First Czech oyster opening competition takes place on Old Town Square

Oyster competition, photo CTK

As part of the St Patrick's Day celebrations in Prague a most unusual event was held on Old Town Square on Sunday - the first ever Czech oyster opening competition, with the winner to represent the Czech Republic at the world championships later in the year. Overseeing the competition was two-times world oyster opening champion Vincent Graham from Galway in Ireland. Ian Willoughby spoke to Mr Graham, and began by asking him what was his record time.

Oyster competition, photo CTK
"My record was 2 minutes 37 seconds for 30 oysters. That included penalties. You're not allowed to have any blood on oysters or any of the broken shell. You have to have them as you would expect to get them in a restaurant. They have to be clean and edible - with shell on them you can't eat them. The whole thing of the competition is to go for quality. You've got all the top hotels here today, the Hilton and all those hotels - this is what they aim for."

A large crowd cheered on the seven chefs from top Prague hotels who took part in the oyster-opening competition. It really was quite something watching the chefs using their knives to open piles of oysters at high speed. Luckily I wasn't too near the front - some of those who were got sprayed with oyster juice. The criteria were speed and presentation, and the chef who scored highest in both and was declared the winner was the Frenchman Jean-Paul Manzac.

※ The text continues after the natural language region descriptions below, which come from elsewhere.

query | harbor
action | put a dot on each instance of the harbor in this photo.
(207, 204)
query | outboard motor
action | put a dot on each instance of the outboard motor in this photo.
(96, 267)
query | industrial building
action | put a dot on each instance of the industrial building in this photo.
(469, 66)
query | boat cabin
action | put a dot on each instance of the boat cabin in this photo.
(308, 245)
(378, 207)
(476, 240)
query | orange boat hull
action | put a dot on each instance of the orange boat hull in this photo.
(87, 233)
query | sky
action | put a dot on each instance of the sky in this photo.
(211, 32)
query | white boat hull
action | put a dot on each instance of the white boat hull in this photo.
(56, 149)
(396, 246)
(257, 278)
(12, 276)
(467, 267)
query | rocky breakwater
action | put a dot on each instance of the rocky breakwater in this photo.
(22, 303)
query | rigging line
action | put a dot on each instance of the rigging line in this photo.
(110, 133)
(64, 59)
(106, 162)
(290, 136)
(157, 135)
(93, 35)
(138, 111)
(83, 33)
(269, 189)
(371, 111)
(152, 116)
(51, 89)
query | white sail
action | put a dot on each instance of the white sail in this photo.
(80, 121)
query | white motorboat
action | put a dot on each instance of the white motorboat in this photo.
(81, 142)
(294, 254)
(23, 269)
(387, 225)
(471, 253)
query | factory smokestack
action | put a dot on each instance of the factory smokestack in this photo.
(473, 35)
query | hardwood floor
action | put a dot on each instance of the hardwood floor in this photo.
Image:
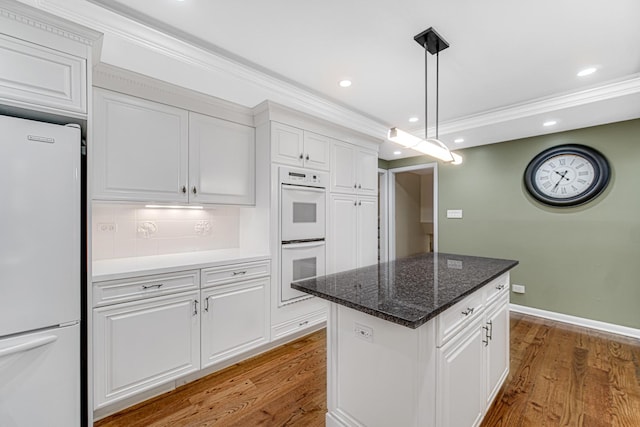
(560, 375)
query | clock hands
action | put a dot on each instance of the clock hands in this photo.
(562, 176)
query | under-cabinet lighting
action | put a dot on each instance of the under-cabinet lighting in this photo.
(173, 207)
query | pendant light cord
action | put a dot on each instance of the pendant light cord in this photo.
(426, 92)
(437, 89)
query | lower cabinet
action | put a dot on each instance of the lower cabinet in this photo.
(234, 319)
(497, 348)
(460, 399)
(141, 344)
(474, 362)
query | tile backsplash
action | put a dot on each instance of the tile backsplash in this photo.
(121, 230)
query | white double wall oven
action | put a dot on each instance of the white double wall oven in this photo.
(303, 198)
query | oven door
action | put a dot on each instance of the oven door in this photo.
(299, 261)
(302, 212)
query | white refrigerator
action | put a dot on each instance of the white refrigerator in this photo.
(40, 250)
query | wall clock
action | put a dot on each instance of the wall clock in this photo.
(567, 175)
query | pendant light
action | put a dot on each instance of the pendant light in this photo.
(432, 43)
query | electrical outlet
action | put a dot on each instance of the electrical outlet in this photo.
(454, 213)
(107, 227)
(363, 332)
(518, 289)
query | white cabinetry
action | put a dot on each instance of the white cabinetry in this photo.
(353, 232)
(148, 151)
(235, 310)
(141, 344)
(473, 354)
(140, 149)
(221, 161)
(35, 75)
(355, 170)
(297, 147)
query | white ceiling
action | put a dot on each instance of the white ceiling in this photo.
(511, 65)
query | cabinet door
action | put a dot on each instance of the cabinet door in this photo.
(460, 400)
(287, 144)
(343, 173)
(221, 161)
(40, 76)
(342, 249)
(498, 347)
(367, 231)
(233, 319)
(316, 151)
(367, 170)
(142, 344)
(139, 149)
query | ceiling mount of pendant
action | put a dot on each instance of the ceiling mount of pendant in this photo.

What exactly was the prize?

"The prize is going to be a weekend in Ireland to participate in another opening competition."

You will be representing the Czech Republic?

"Yes, I will."

But isn't that a little strange - with you being French?

"I am here for three years and I have a Czech wife and son so I believe I'm half-Czech."

Of course I couldn't leave without asking the world oyster opening champion Vincent Graham to show me his technique.

"Here is your oyster. It's a hard shell built up over about two and a half years. Inside is your fish. You've to get in between the two shells. In here you get a mussel that holds the two shells together, joined here and at the bottom. When you cut that your oyster will open then you just clean it off and you have it ready for presentation in a restaurant or wherever."

It drips.

"Some of the people love the juice - this is part of the oyster...you drink that when you eat the fish. Would you like to try that one."

I will try it - it's my first oyster, ever...(eats oyster)...it's very salty. It's like drinking sea-water.

"It's not that salty but it tastes of the sea. I hope you enjoyed it."

It was interesting - like I say it was like drinking sea-water.

"You need a drop of Guinness after that. Traditionally in Ireland you have oysters with Guinness and brown bread - the three of them go together."